According to this report from a Northwestern Medill School of Journalism newspaper, Lake County, Ind., may soon be home to the “first commercial-scale plants in the country [that] turn garbage into ethanol.”


Indiana Ethanol Power LLC has submitted a proposal to the county’s Solid Waste Management District for a facility that would use a process called “weak-acid hydrolysis” to convert trash into roughly 20 million gallons of ethanol a year, the paper says. Meanwhile, Genahol-Powers 1 LLC is seeking the county’s permission to build a facility that would burn trash to produce approximately 30 million gallons of ethanol annually.


If the district approves the proposals at a June meeting, then the plants could conceivably be up and running within two years, according to the paper. However, the local Sierra Club is voicing concerns about the technology that would be used in the Genahol plant.

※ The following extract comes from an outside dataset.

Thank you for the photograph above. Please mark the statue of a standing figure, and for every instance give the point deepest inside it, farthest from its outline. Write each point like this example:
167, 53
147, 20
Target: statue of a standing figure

“It’s still kind of an old-fashioned technology,” Sandy O’Brien, chair of the Dunelands Sierra Club, told the newspaper. “They’ll be burning things they could be recycling, like plastic.”


The Lake County news comes nearly a month after Waste Management announced that it has partnered with Linde North America to develop a Northern California facility that will convert landfill gas into liquified natural gas (LNG) to fuel area collection trucks. The facility is slated to open next year and Waste Management says it will produce roughly 13,000 gallons of LNG a day.


So, what’s your take? Will this prove to be a viable end use for trash?

Narrowing the Gap

While recycling materials is still more expensive for New York City than landfilling them, the cost difference is shrinking, according to a study by the Natural Resources Defense Council (NRDC) that is summarized in today’s New York Times. And recycling could even be cheaper for the city than landfilling within half a decade, the report adds.


The study, which was released by NRDC on Wednesday, says it costs the city $284 a ton to recycle glass, plastic, metal and paper, and $267 to landfill the materials. According to the Times, the cost difference was between $34 and $48 in 2004.


“Here is proof positive that recycling is cost-competitive with other waste disposal, to say nothing of cutting the city’s contribution to global warming,” said Eric Goldstein, a senior lawyer at NRDC, in the Times’ article.


And, so far at least, the city appears to be comfortable with the figures cited in the report. “We have no big disagreement with how they want to look at the numbers,” said Lorenzo Cipollina, deputy commissioner for financial management for New York’s Department of Sanitation.

Is Garbage Green?

That’s the question posed in this Reuters article about landfill gas-to-energy projects and other efforts to turn waste into energy. Environmentalists aren’t quite as enthusiastic as the industry about such projects.


In fact, Nathanael Green, director of renewable energy policy for the Natural Resources Defense Council, told the Reuters reporter that promoting the environmental benefits of the projects is like “putting lipstick on a big.”


“This is an environmentally preferable option, but it’s not renewable in the sense that it’s not something we can do forever,” Green adds. “Before we go adding incentives for energy production from garbage, we need to first get the incentives right so that we are maximizing the amount of recycling we do.”